Dr Atiur Rahman, former Bangladesh Bank governor, told Bangladesh Post, “The central bank has taken several initiatives including providing an easy system giving remittance to remitters as well as buying dollars directly from the market for a stable forex market, which encouraged expatriates to send money through legal channels including banks.

Atiur also said that this is the highest monthly remittance received in the country’s history helping push foreign currency reserves up to $41 billion that is good news for the country.

A BB senior official said the central bank has purchased the greenback from the banks aiming to protect the interests of exporters and migrant workers by keeping the exchange rate of the local currency against the US dollar stable.

Bangladesh Bank may continue purchasing the dollar from the banks in order to meet the market requirement, he added.

Earlier, the central bank bought $1.93 billion from the commercial banks directly in FY 2017 on the same ground, he mentioned. However, the central bank did not sell a single dollar in the market in the three previous fiscal years.

The US dollar was quoted at Tk 84.80 in the inter-bank forex market on Monday unchanged for the last three months due to the central bank intervention.
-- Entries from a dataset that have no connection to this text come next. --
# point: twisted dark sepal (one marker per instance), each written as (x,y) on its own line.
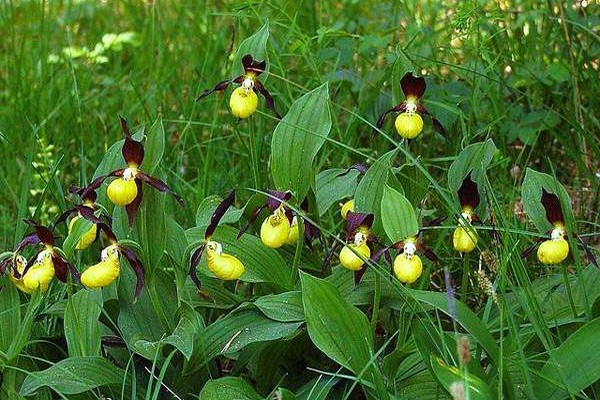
(218,214)
(253,66)
(355,220)
(194,260)
(138,268)
(468,193)
(551,204)
(413,86)
(133,151)
(132,207)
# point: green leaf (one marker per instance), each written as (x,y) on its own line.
(333,185)
(10,316)
(80,228)
(341,331)
(283,307)
(74,375)
(150,227)
(262,263)
(475,157)
(297,140)
(571,367)
(369,192)
(447,375)
(185,332)
(207,208)
(256,46)
(82,329)
(398,216)
(154,147)
(229,387)
(531,194)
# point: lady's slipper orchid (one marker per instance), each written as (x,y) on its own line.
(107,270)
(126,190)
(244,100)
(357,251)
(46,263)
(409,123)
(556,249)
(223,266)
(464,238)
(85,210)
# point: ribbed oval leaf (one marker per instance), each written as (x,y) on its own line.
(571,367)
(74,375)
(369,191)
(284,307)
(333,185)
(397,216)
(228,387)
(297,140)
(82,329)
(531,194)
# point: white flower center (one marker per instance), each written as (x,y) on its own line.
(409,249)
(557,233)
(411,106)
(129,173)
(248,84)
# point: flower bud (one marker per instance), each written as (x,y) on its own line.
(347,207)
(88,237)
(105,272)
(275,229)
(553,251)
(352,261)
(464,240)
(409,125)
(122,191)
(407,268)
(243,102)
(223,266)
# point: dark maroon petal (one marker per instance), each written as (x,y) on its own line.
(252,65)
(28,240)
(530,248)
(429,253)
(108,232)
(265,93)
(61,266)
(587,250)
(359,274)
(468,193)
(159,185)
(219,87)
(88,213)
(551,204)
(413,86)
(132,207)
(252,218)
(138,268)
(218,214)
(399,108)
(355,220)
(133,151)
(194,260)
(276,197)
(437,125)
(436,221)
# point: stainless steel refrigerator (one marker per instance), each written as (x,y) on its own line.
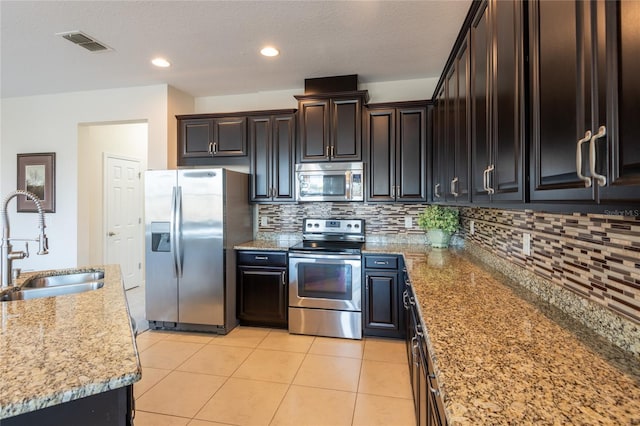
(193,218)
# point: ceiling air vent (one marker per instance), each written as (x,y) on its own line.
(84,40)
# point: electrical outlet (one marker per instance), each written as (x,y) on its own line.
(526,244)
(408,222)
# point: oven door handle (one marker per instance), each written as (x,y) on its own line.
(322,256)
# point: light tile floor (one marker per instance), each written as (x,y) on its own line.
(258,376)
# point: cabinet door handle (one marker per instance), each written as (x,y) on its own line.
(484,180)
(487,185)
(602,180)
(586,179)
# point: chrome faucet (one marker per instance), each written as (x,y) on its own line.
(8,256)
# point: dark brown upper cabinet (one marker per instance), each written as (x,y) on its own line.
(330,126)
(585,62)
(439,153)
(396,160)
(272,142)
(450,175)
(456,137)
(479,120)
(211,139)
(497,113)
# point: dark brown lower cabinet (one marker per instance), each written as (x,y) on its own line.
(429,407)
(111,408)
(262,283)
(382,291)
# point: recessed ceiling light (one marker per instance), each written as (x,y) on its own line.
(270,51)
(161,62)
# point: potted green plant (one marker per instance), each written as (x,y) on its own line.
(440,223)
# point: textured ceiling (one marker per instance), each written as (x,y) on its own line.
(213,45)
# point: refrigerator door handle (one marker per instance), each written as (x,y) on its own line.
(173,232)
(178,216)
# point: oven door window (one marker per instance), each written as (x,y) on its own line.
(323,185)
(325,281)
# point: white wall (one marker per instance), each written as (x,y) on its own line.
(50,123)
(126,140)
(54,123)
(388,91)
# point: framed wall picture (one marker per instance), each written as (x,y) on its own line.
(37,174)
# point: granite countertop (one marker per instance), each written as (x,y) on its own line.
(62,348)
(272,244)
(504,356)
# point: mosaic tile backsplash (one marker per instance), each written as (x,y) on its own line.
(594,256)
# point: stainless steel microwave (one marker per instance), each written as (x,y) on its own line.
(330,182)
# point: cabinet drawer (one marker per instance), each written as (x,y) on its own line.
(262,258)
(381,262)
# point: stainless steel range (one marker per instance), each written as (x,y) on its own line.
(325,279)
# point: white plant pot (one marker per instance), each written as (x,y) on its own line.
(439,238)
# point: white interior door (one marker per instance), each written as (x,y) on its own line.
(123,221)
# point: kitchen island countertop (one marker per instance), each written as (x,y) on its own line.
(62,348)
(504,356)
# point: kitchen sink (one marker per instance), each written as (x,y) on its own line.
(63,280)
(59,290)
(56,285)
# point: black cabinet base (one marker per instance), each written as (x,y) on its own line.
(111,408)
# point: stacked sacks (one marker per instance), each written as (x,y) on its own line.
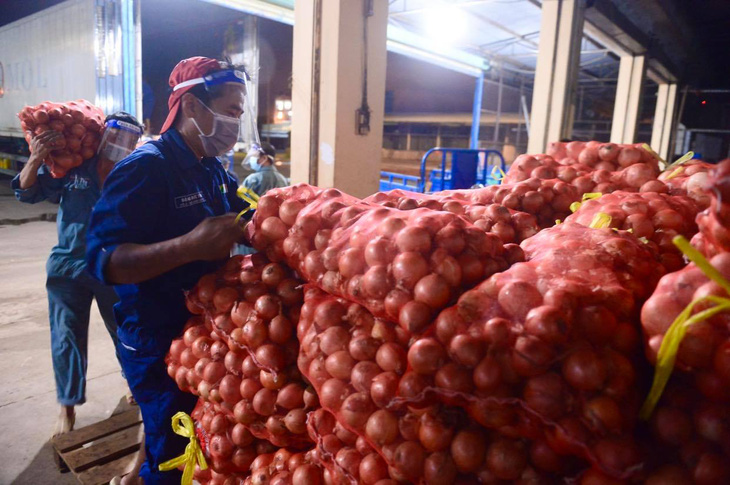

Market analysts said exports and remittance increased and imports declined amid coronavirus pandemic. As a result, demand for dollars decreased in the foreign exchange market, they added.

As per the BB report, the country’s import payments in July-September of FY21 stood at $1,173.60 crore while the country’s export earnings in same time stood at $969.70 crore.

As a result, the overall trade deficit at the time stood at $203.9 crore.

During the time, the export earnings increased by about 3 percent while the import expenditure decreased by 11.47 percent.

On the other hand, despite the global coronavirus pandemic, Bangladesh’s remittance inflow shows a stronger growth to reach a new record of $8.83 billion in the first four months in the current fiscal, up 43.24 percent over the same period of the previous fiscal.

This figure was $6.16 billion in the same period of the fiscal year 2019-2020.